Telemedizin-Projekt: Hausarztpraxis aus Travemünde mit dabei

Ein gemeinsames Projekt von der Techniker Krankenkasse (TK) und ihren Vertragspartnern GIO, der Ärztegenossenschaft Nord, dem Hausärzteverband Schleswig-Holstein sowie dem Institut für Allgemeinmedizin am UKSH in Lübeck soll durch telemedizinische Anwendungen die medizinische Versorgung im Norden weiter verbessern. Aus dem Versorgungssicherungsfonds des Landes erhält das Projekt jetzt Fördermittel vom Land in Höhe von 230.000 Euro.
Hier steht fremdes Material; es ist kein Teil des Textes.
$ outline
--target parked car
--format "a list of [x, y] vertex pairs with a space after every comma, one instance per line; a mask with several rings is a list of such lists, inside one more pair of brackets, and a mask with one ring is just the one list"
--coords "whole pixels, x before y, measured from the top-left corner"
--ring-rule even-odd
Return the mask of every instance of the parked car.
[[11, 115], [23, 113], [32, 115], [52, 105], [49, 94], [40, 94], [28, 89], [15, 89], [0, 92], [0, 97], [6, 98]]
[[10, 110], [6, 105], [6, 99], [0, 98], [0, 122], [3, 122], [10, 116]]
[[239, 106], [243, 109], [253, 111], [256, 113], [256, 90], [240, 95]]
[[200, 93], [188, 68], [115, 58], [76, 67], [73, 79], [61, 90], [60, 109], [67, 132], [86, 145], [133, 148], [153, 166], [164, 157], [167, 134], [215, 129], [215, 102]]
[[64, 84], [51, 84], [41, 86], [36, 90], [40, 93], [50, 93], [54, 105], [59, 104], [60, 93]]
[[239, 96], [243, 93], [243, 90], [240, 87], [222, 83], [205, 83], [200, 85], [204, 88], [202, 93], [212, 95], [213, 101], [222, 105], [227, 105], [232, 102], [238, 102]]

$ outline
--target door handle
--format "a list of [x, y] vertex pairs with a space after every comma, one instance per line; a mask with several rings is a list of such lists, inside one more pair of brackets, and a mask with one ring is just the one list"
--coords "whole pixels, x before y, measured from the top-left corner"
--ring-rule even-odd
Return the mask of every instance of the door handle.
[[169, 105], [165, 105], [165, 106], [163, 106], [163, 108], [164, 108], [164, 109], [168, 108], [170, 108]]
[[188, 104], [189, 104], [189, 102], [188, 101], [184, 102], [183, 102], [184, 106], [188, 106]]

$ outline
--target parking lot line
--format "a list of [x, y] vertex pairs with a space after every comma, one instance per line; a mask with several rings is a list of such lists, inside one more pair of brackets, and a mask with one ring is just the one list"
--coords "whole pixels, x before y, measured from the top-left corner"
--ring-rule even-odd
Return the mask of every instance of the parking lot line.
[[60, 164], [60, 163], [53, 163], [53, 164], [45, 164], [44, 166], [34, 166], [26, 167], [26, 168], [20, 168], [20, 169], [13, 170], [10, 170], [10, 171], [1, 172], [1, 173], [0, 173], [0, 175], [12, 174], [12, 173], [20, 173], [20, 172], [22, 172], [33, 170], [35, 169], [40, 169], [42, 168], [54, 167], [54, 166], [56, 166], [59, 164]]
Gesundheitsminister Heiner Garg betont: "Das Projekt ist so einfach wie gut: Wenn Patientinnen und Patienten nicht zum Facharzt kommen können, kommt dieser per Video-Telefonie zu ihnen. Wir verbinden damit spezielle fachärztliche Angebote mit der Hausarztpraxis auf dem Land. Mit einem weiteren Baustein des Projekts werden die Daten von Patientinnen und Patienten von zu Hause in die Praxen übertragen. Beides erspart weite Wege und hilft, wertvolle medizinische Leistungen mehr Menschen zugänglich zu machen. Vor dem Hintergrund des demografischen Wandels und des steigenden Fachkräftebedarfs leistet das Pilotprojekt damit einen wichtigen Beitrag zur Sicherung der Gesundheitsversorgung. Mit Mitteln aus dem Versorgungssicherungsfonds unterstützt das Land dies maßgeblich."

Die Mittel aus dem Fonds stehen seit Herbst 2018 bereit, um die medizinische Versorgung insbesondere in der Fläche zu optimieren. Insgesamt kommen zunächst fünf Videotelefonie-Systeme in Schleswig-Holstein im Rahmen des Projektes zum Einsatz. Dieses werden in folgenden Hausarztpraxen verwendet: Hausärztegemeinschaft Großhansdorf, Hausarztzentrum Leck, Medizinisches Versorgungszentrum Pellworm, Ärztezentrum Büsum, Hausarztpraxis im Hafenhaus Travemünde. Der Tele-Arzt-Rucksack wird zum Projektstart auch in der Hausarztpraxis im Hafenhaus Travemünde verfügbar sein.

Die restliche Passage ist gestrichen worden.